After the end of the war he was asked in 1945 to restore the hospital operations of the Berlin University Children's Hospital, which had been destroyed during the war, while teaching pediatrics. In two years he created the prerequisites for an orderly operation at the Humboldt University in Berlin until he finally retired in 1947. In that year he was also made an honorary member of the German Society for Pediatrics . He died in Berlin on December 26, 1954. His grave in the Lichterfelde cemetery has been preserved.

plant

After the infectious diseases such as scarlet fever and diphtheria had lost their horror through the vaccinations, "infant dyspepsia" (vomiting diarrhea due to nutritional disorders) became rampant in the 1920s. Stoeltzner and his senior physician Rau, who came from Vienna and had a lot of experience, set up a human milk collection point and a retrieval and reporting system for wet nurses. Furthermore, a mother advice center was set up at the children's hospital. These measures were a prerequisite for completely changing the infant's diet: Stoelzner developed a special “children's sugar-dextrin-maltose mixture” for nutrition.

Children with the terrible " Königsberger Haff disease ", which has been reported about several times in the Association for Scientific Medicine , were also admitted. Stoeltzner set up a special laboratory in the basement of his clinic, fed cats and dogs with fish and - separately - with water from the Fresh Lagoon and came to the conclusion that the cellulose absorbed by the fish from the special cellulose factories on the banks of the lagoon was fresh Haff is the author of the disease. In doing so, he contributed to research into the disease, even though his theses turned out to be incorrect (it was a virus disease in fish, as it later occurred in Northern Europe and Russia, regardless of cellulose).

literature

  • H. Scholz, P. Schroeder: Pediatrics. In: Doctors in East and West Prussia. Holzner Verlag, Würzburg 1970, pp. 95-100.
  • L. Teichert-Hoenisch: Remembering my work as an assistant in the Königsberg University Clinic under Prof. Dr. Stoeltzner. In: The East Prussian family of doctors. Easter circular 1964, pp. 15-16. (4 images)
  • R. Linstädt: The University Clinic in Königsberg. In: The East Prussian family of doctors. Easter circular 1965, pp. 14–15 (3 images)
  • E. Neumann-Redlin von Meding: Königsberger Haff disease. In: Königsberger Bürgerbrief.
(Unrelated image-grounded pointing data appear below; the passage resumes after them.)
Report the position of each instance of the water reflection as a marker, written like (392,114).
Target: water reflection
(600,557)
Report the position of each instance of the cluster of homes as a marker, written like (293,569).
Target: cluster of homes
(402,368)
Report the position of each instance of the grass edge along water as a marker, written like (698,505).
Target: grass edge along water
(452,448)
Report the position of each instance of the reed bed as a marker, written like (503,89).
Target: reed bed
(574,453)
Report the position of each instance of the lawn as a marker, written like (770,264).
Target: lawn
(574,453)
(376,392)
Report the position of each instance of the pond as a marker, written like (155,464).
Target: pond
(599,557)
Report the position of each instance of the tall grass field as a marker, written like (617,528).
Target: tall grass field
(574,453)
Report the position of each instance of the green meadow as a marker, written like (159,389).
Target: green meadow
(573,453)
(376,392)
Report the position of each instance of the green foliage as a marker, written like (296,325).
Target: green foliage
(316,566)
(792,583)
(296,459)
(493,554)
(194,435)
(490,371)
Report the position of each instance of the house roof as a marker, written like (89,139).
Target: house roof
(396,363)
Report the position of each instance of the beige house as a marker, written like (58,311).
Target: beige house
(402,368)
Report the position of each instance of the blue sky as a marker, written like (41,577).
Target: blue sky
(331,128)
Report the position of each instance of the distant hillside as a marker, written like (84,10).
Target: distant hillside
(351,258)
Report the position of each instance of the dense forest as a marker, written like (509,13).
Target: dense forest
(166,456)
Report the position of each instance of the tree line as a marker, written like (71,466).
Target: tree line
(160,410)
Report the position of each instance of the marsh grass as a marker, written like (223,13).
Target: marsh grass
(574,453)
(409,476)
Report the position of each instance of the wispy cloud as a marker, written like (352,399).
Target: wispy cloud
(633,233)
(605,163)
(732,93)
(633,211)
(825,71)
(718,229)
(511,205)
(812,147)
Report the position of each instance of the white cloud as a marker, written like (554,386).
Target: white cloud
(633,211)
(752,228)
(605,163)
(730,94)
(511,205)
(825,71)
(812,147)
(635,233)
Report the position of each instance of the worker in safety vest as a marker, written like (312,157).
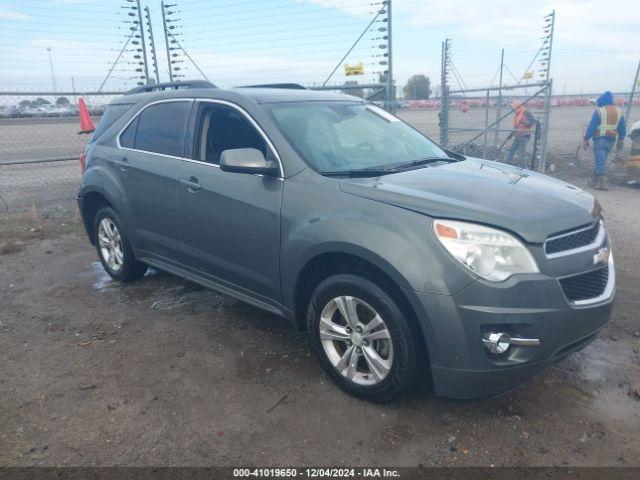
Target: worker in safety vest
(607,124)
(523,123)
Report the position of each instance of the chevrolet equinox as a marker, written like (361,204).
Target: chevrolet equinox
(402,260)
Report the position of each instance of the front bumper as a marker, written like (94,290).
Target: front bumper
(526,306)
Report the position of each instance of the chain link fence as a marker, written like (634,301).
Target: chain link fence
(479,122)
(40,148)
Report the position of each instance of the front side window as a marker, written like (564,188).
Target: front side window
(160,128)
(221,127)
(334,137)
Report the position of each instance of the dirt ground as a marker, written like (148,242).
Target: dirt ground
(163,372)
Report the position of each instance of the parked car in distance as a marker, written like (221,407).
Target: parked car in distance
(398,257)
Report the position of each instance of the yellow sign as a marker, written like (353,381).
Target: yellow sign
(352,70)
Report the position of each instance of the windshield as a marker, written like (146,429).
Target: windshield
(334,137)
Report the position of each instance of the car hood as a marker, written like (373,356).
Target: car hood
(529,204)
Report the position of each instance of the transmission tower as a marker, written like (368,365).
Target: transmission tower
(152,44)
(171,26)
(444,91)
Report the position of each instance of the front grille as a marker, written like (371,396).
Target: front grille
(571,241)
(586,285)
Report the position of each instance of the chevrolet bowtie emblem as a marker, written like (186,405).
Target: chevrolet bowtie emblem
(602,256)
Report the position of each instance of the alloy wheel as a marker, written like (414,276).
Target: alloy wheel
(356,340)
(110,244)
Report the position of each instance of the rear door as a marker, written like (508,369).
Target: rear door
(151,148)
(230,222)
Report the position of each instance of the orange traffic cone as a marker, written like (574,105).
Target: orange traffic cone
(86,124)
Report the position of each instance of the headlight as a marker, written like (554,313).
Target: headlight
(490,253)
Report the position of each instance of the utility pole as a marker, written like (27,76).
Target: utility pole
(53,75)
(633,92)
(390,86)
(144,48)
(499,101)
(551,22)
(152,44)
(166,39)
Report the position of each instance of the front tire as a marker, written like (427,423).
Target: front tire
(114,250)
(363,340)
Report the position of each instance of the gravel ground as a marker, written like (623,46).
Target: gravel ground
(163,372)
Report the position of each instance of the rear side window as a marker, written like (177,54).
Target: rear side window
(110,115)
(128,137)
(161,128)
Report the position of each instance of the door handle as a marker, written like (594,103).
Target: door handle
(123,163)
(191,183)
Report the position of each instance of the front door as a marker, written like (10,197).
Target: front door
(151,148)
(230,222)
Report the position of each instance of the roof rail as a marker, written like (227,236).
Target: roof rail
(286,86)
(152,87)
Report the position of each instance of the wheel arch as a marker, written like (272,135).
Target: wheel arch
(329,263)
(92,202)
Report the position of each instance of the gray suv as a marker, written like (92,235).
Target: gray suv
(402,260)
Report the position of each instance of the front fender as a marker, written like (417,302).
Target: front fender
(100,178)
(400,242)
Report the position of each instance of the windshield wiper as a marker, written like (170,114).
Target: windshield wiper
(424,161)
(362,172)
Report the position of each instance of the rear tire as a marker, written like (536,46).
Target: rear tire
(373,354)
(114,249)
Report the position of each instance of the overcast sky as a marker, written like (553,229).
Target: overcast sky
(597,45)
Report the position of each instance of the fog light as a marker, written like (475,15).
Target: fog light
(497,343)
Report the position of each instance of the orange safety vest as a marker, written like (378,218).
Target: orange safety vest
(610,116)
(521,124)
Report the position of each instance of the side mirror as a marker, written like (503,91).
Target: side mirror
(248,160)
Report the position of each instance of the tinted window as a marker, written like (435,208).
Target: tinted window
(161,128)
(110,115)
(127,138)
(221,128)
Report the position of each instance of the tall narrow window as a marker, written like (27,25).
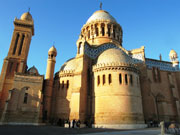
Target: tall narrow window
(25,98)
(17,66)
(126,81)
(158,75)
(103,31)
(131,79)
(15,45)
(109,31)
(88,34)
(104,79)
(62,84)
(67,84)
(137,81)
(97,31)
(114,33)
(98,81)
(110,79)
(154,74)
(120,79)
(21,45)
(79,48)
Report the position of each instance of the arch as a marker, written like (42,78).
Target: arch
(21,44)
(109,30)
(110,78)
(15,45)
(103,29)
(104,79)
(79,47)
(98,80)
(120,78)
(131,79)
(67,84)
(126,79)
(96,30)
(114,31)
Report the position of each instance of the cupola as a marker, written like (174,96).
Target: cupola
(101,28)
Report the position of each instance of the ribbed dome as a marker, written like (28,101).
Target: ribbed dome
(114,56)
(101,15)
(52,50)
(26,17)
(33,71)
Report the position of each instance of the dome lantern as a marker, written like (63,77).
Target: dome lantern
(101,28)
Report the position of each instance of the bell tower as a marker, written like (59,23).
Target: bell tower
(16,60)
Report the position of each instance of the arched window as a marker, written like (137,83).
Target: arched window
(109,30)
(10,66)
(114,32)
(25,98)
(97,30)
(110,78)
(17,66)
(131,79)
(88,34)
(98,80)
(21,44)
(67,84)
(79,48)
(104,79)
(15,45)
(62,84)
(126,81)
(137,81)
(102,28)
(120,79)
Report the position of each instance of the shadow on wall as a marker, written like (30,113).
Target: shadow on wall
(23,106)
(60,104)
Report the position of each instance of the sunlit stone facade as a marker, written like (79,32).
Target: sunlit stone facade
(104,84)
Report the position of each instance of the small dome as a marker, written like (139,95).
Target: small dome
(26,17)
(173,53)
(52,50)
(33,71)
(101,15)
(114,56)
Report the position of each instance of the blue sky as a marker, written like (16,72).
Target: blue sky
(152,23)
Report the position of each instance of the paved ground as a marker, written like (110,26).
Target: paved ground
(54,130)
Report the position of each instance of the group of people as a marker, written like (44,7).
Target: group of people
(72,124)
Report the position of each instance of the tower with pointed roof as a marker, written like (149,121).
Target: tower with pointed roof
(16,60)
(48,85)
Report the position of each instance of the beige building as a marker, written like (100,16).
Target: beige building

No. 76, 2010, pp. 57-58.
  • E. Neumann-Redlin von Meding: The University Children's Clinic in Königsberg 1925-1945. Notes on children's orphanages 1945–1948. In: Königsberger Bürgerbrief. No. 81, 2013, pp. 44-47.

Web links

Individual evidence

  1. ^ Member entry of Wilhelm Stoeltzner at the German Academy of Natural Scientists Leopoldina , accessed on September 11, 2017.